Three great new albums came out on Tuesday:
Iron and Wine, "The Shepherd's Dog"
Jose Gonzalez, "In our Nature"
Stars, "In Our Bedroom After the War"
Nearly every song of each new album is streaming on their respective Myspace pages (which I have linked above). I wish I had more time to write a nice review for each of them. It is going to have to suffice to say that the Iron and Wine is my favorite, if least commercial. Sam Beam obviously has more going for him than superb beard growing abilities. The Gonzalez is much like his first album, "Veneer"--same sweet nylon string guitar, same calming vocal tones, new melodies. The Stars album is the one that I think that may be the easiest to consume by a new audience: Very poppy, very dance-around-in-your-kitcheny. There are two vocalists, a man and a woman. The man's voice sounds like a less sanctimonious Morrissey, the woman's...hmm... like clean, unpasteurized goodness. So check it out.
A side note here, if you are not into buying music and you have a current school email address, may I suggest Ruckus as a way to (legally) stay up on most of the new stuff that is coming out?
A few other musical side notes (hehe, bad pun):
I went to this amazing show the other night. Andrew Bird--you gotta check this guy out. He used to play violin for that great old 90s band Squirrel Nut Zippers and he has "gotta little something new" going now. His two solo-solo albums: "The Mysterious Production of Eggs" and "Armchair Apocrypha" are really really great. But seeing him live just really blew it out of the water for me. It would take me an hour to write up a description of how he runs his show, so let me just say that with the aid of carefully cued delay petals, he is able to perform as a band--even though he is just one guy on a stage. It is amazing. Not only is he a classically trained violinist, he plays guitar, is am amazing vocalist, and (get this) a world class whistler. You heard me right: the man whistles like nobody I have ever heard.
Finally, I thought it would be fun the other day to listen to Stevie Wonder's "At the Close of A Century" four disc anthology all in one sitting. So I did. 5 hours straight Stevie...and man oh man. He is the best. I didn't just sit there and listen, mind you--I did other stuff. I taught my class, went to my seminars, etc. But the old Ipod stayed on the Stevie dial and ne'er did it deviate. (Come to think of it, I actually did the same thing except with the Foo Fighters--who also had a new album come out last Tuesday--a few weeks ago. That was fun too.)
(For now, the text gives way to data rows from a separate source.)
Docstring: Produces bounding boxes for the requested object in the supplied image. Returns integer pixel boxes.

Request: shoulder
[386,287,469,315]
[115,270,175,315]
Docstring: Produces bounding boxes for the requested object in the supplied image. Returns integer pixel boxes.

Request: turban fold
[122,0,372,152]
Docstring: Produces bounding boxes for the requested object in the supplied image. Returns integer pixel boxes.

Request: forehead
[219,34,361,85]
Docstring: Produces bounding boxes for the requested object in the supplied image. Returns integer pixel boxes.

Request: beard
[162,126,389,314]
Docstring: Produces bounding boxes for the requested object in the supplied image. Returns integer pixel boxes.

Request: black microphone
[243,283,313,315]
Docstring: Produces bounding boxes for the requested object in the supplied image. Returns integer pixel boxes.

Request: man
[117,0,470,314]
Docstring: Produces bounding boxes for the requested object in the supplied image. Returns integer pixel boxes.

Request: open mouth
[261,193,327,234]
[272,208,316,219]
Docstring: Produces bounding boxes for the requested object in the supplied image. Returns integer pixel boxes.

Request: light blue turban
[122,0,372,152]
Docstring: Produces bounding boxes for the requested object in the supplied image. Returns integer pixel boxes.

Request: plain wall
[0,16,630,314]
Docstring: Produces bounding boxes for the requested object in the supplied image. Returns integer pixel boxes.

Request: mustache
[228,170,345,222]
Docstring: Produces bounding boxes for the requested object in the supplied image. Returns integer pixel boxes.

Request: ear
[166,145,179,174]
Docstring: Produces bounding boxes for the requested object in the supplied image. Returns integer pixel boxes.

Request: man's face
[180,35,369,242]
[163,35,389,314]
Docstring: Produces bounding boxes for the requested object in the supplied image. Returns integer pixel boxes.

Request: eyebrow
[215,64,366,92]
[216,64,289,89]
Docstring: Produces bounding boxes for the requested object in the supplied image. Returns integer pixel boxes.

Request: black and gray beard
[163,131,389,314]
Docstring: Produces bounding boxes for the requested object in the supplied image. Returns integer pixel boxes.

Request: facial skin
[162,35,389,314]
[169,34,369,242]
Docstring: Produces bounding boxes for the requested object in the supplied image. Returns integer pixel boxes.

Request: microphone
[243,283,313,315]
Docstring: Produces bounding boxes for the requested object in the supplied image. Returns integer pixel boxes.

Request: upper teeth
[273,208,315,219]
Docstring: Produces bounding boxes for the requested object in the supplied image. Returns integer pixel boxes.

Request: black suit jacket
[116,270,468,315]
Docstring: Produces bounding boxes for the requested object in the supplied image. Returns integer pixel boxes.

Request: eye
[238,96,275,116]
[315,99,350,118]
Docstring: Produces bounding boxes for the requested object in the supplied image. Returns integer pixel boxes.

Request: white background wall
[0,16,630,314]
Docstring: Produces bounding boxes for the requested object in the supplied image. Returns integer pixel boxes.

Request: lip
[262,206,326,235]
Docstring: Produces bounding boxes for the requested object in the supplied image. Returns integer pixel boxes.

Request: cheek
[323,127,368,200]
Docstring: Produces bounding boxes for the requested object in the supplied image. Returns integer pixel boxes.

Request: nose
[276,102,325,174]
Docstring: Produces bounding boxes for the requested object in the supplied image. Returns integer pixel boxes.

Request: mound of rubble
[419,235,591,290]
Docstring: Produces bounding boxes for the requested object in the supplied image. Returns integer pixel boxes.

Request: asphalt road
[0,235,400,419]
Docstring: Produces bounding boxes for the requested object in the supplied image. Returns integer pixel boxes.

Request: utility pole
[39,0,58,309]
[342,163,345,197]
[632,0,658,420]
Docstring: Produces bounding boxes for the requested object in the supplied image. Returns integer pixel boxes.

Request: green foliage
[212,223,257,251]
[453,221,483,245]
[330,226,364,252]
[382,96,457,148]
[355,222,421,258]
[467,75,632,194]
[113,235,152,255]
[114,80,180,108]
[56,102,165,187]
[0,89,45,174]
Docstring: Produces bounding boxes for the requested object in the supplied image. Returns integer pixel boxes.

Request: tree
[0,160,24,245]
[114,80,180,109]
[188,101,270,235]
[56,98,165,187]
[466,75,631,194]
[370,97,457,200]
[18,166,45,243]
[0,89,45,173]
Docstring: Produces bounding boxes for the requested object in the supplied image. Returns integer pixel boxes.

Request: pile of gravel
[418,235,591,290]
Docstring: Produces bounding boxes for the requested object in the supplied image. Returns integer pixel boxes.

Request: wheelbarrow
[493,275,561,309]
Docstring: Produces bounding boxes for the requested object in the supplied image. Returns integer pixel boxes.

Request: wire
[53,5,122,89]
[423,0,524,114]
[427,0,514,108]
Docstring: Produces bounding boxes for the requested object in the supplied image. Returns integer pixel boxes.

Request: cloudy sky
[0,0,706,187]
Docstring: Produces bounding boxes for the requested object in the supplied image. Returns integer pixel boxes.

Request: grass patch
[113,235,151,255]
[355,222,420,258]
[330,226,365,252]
I have thought it might be fun to approach some of my favorite artists this way--listen to whole catalogs at a time(even though the 5 hours of Stevie is hardly his whole catalog).
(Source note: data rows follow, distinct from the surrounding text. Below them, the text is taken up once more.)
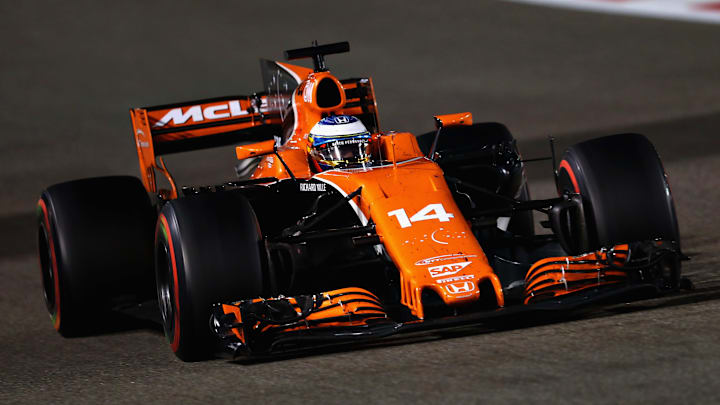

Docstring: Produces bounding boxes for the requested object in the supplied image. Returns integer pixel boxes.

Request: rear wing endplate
[130,93,281,198]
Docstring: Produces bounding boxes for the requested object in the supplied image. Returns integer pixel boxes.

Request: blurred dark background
[0,0,720,403]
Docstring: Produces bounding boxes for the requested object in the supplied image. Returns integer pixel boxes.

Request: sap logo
[428,262,472,278]
[300,183,325,191]
[153,100,248,127]
[435,274,475,284]
[415,253,476,266]
[445,281,475,294]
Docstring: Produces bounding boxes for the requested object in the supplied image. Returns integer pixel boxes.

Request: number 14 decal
[388,204,455,228]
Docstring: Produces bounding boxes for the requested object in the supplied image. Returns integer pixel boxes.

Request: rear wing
[130,60,379,198]
[130,94,281,198]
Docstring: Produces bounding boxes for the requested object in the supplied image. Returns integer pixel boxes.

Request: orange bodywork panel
[313,158,504,318]
[235,139,275,160]
[433,112,472,128]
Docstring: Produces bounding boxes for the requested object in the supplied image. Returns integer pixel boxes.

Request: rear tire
[558,134,680,254]
[155,192,265,361]
[37,176,155,337]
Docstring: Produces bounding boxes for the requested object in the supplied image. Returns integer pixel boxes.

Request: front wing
[210,241,690,358]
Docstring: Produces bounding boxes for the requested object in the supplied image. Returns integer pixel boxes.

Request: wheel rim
[155,243,175,341]
[38,225,57,314]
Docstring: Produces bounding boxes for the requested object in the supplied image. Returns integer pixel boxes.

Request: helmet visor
[315,138,370,167]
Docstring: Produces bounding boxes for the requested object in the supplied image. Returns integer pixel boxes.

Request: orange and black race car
[37,42,684,360]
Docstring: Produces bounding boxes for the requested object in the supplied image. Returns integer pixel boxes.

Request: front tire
[155,191,265,361]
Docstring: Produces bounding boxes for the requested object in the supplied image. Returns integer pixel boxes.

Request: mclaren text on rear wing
[130,94,281,197]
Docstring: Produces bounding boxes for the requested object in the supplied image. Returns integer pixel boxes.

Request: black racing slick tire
[155,191,266,361]
[37,176,155,337]
[558,134,680,253]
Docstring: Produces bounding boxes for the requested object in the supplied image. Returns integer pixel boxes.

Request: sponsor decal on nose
[428,262,472,278]
[445,281,475,294]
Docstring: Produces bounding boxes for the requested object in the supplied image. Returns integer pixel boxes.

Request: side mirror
[433,112,472,128]
[235,139,275,160]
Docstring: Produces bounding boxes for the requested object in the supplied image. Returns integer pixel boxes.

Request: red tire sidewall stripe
[38,198,60,330]
[560,160,580,194]
[160,214,180,352]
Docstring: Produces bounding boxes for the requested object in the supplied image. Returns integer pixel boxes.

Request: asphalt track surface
[0,1,720,403]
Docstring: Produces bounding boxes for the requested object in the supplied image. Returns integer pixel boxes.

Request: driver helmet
[308,115,372,170]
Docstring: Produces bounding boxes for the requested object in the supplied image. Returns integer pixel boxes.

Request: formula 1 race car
[37,42,684,361]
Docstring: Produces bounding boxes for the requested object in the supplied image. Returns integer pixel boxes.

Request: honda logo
[445,281,475,294]
[428,262,472,278]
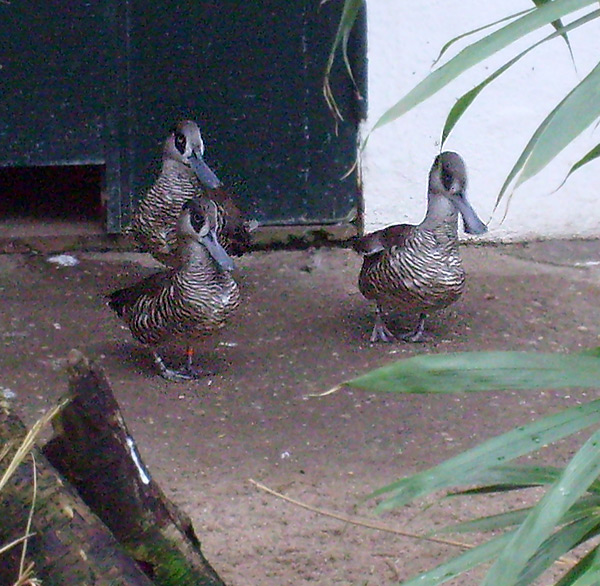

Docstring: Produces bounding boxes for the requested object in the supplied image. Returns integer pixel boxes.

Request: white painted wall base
[362,0,600,241]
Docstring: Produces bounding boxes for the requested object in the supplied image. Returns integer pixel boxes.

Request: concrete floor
[0,241,600,586]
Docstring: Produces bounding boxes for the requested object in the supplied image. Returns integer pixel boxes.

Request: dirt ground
[0,242,600,586]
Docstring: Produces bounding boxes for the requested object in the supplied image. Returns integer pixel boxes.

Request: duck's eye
[191,212,204,232]
[442,168,453,189]
[175,132,187,155]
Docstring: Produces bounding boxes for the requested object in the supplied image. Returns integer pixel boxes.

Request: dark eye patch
[441,167,453,189]
[190,212,204,232]
[175,132,187,155]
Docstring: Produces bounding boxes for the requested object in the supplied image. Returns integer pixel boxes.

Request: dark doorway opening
[0,165,104,237]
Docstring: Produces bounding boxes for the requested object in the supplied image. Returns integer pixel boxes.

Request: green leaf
[323,0,363,120]
[514,515,600,586]
[433,8,535,65]
[482,424,600,586]
[344,352,600,393]
[496,63,600,207]
[434,492,600,535]
[367,400,600,510]
[449,465,562,496]
[557,144,600,189]
[371,0,595,132]
[434,507,531,535]
[442,9,600,146]
[400,533,512,586]
[556,546,600,586]
[533,0,575,64]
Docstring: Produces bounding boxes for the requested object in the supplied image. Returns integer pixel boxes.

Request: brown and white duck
[354,152,487,342]
[109,197,240,381]
[127,120,251,266]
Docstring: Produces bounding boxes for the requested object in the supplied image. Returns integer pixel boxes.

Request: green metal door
[0,0,365,232]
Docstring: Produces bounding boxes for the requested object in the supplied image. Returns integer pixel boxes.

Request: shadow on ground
[0,242,600,586]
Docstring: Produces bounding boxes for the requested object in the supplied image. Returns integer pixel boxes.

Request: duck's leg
[152,351,198,383]
[401,313,427,342]
[371,306,396,343]
[182,346,207,380]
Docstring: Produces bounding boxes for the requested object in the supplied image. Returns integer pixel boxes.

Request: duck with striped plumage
[354,152,487,342]
[109,198,240,381]
[126,120,251,266]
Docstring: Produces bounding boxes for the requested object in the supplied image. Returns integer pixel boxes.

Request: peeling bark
[43,351,225,586]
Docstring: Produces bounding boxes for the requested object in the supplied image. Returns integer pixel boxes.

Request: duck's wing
[107,270,174,317]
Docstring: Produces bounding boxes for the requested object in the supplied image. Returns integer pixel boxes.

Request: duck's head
[429,151,487,234]
[163,120,221,189]
[177,197,234,271]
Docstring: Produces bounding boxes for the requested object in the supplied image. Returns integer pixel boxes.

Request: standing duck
[109,198,240,381]
[354,152,487,342]
[128,120,250,266]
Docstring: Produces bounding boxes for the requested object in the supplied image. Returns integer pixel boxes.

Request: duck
[127,120,251,266]
[108,197,240,381]
[353,151,487,343]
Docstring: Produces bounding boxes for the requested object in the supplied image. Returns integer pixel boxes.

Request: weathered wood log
[0,405,157,586]
[44,351,224,586]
Imagine listening to the whole Cure catalog in one sitting, or the whole Beatles catalog (or Dave Matthews Band if you are M&B). It would be really fun, if you have the patience for that kind of thing, to pay attention to the trajectory of the music styles...especially in regards to when the music kind of flattens out and stops changing as much (as it almost always does). This may give way to interesting questions. Why, for example, did Stevie write his last big hit in the 80s? Why can't Sir Paul write another Blackbird or Yesterday? What happens?
Those questions left for you to ponder, it's amazing to me that modern technology even allows the multi-album marathon. As first uttered by the Reverend MC Hammer: Sweetness (is my weakness).